Ban This Filth!: Letters from the Mary Whitehouse Archive 1963-2001
- First edition
- Editor: Ben Thompson
- Language: English
- Genre: Non-fiction
- Publisher: Faber & Faber
- Publication date: 2012
- Publication place: United Kingdom

= Ban This Filth! =

2012 book

Ban This Filth!: Letters from the Mary Whitehouse Archive 1963-2001 is a 2012 non-fiction book edited by Ben Thompson and published by Faber & Faber. It is a collection of letters written by Mary Whitehouse, leader of the National Viewers' and Listeners' Association, who perceived a coarsening of material in the BBC.

==Background==
The author previously served as a ghost writer for books credited to famous people and wrote articles about music for publications.

==Contents==
The book uses content about Whitehouse held at the NVLA archives at Essex University, which occupies 300 files. Jonathan Sale of The Daily Telegraph described some of the contents as "richly humorous".

According to Sale, the comments written by the editor were "droll". Karl Miller of the Irish Times described the style of the comments as "a smart, media-wise, Jack the Lad commentary that knows enough to recognise it’s right to ask: was she right?"

The editor argued that the changes Whitehouse advocated for would have negatively affected British culture, but he also believed that some of her points may have had merits.
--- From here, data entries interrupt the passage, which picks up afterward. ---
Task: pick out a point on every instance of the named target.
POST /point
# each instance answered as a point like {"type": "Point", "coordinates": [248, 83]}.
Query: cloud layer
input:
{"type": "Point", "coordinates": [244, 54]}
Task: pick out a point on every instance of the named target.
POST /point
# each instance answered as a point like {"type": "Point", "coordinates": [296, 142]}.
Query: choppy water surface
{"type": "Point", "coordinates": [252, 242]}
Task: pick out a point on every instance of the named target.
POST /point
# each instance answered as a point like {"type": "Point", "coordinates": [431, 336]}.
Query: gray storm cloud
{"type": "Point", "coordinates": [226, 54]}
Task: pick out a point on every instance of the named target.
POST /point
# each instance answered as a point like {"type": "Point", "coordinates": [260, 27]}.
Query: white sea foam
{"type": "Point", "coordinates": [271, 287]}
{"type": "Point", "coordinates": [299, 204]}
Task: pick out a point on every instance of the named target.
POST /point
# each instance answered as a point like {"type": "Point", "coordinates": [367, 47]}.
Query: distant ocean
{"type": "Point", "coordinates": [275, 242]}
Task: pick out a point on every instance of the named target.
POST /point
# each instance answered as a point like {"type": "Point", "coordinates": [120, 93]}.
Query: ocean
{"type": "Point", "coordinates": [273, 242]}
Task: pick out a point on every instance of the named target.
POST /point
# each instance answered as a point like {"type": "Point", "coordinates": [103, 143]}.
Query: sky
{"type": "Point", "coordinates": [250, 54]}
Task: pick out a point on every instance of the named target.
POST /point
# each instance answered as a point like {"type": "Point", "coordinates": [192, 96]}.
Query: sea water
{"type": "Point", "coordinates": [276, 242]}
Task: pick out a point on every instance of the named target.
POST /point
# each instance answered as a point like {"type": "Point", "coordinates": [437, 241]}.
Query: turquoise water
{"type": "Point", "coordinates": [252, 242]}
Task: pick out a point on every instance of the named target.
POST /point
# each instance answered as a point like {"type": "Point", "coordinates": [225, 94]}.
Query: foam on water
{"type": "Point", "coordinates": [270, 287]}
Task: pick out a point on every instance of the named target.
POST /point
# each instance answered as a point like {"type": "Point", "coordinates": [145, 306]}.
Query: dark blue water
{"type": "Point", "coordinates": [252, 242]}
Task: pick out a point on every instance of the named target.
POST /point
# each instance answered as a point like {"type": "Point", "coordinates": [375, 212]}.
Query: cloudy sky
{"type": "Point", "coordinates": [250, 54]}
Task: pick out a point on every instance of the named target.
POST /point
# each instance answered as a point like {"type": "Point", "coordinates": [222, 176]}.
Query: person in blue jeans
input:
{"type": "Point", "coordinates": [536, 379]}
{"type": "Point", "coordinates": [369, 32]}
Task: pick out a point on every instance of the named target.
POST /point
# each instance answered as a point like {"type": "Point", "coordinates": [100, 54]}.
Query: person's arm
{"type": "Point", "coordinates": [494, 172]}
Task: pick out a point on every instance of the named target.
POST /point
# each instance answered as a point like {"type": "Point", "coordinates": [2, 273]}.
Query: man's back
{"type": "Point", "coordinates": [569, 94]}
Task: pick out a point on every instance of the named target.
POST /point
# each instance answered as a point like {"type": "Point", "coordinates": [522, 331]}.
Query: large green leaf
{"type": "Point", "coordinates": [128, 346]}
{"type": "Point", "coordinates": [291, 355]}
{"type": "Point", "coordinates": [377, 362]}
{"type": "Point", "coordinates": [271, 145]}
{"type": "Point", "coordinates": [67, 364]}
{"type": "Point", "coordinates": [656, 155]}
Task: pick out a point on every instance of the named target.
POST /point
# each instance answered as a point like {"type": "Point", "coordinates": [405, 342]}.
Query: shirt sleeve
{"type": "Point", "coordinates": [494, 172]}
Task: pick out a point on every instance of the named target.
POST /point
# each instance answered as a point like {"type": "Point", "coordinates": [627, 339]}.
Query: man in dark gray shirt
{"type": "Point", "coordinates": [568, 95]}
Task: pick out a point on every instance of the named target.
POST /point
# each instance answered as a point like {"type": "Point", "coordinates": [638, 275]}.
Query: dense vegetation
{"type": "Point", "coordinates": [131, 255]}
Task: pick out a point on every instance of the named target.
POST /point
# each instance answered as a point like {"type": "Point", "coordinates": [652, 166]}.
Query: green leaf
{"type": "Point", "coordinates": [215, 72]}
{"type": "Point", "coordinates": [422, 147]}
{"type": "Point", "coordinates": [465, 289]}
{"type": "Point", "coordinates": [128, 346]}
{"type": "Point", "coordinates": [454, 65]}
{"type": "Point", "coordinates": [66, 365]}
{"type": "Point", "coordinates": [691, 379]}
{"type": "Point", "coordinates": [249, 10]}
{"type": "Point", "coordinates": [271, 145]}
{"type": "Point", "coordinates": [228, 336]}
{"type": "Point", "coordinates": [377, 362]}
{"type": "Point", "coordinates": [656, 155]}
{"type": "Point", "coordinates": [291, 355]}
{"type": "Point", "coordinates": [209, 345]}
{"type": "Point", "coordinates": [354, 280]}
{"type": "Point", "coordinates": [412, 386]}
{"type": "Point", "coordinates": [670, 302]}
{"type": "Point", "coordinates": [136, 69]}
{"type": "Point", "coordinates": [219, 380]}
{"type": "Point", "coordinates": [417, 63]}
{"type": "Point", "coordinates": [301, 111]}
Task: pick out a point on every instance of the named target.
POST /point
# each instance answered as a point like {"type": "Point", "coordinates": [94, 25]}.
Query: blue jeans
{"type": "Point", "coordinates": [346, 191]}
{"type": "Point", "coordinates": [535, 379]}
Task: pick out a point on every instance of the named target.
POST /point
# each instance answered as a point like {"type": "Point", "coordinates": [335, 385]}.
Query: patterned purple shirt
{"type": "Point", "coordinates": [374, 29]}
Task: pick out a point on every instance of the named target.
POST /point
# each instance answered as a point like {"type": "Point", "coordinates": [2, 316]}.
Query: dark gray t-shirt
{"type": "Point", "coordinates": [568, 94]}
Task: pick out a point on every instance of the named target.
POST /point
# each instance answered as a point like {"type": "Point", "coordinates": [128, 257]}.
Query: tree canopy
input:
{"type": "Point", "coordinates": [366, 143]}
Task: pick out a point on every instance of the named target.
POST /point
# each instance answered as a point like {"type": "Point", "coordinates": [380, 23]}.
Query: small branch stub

Martin Fletcher of The Independent wrote "From a liberal perspective, it's not the singularity of her opinions that unsettle, but rather the issues she got right".

==Reception==
The Daily Telegraph ranked the book four of five stars, giving praise for the "relentlessly jaunty tone" in Thompson's commentary.

Stuart Jeffries of The Guardian described the book as "entertaining".

Fletcher praised the book's comments for being "admirably even-handed" and "witty and engaging".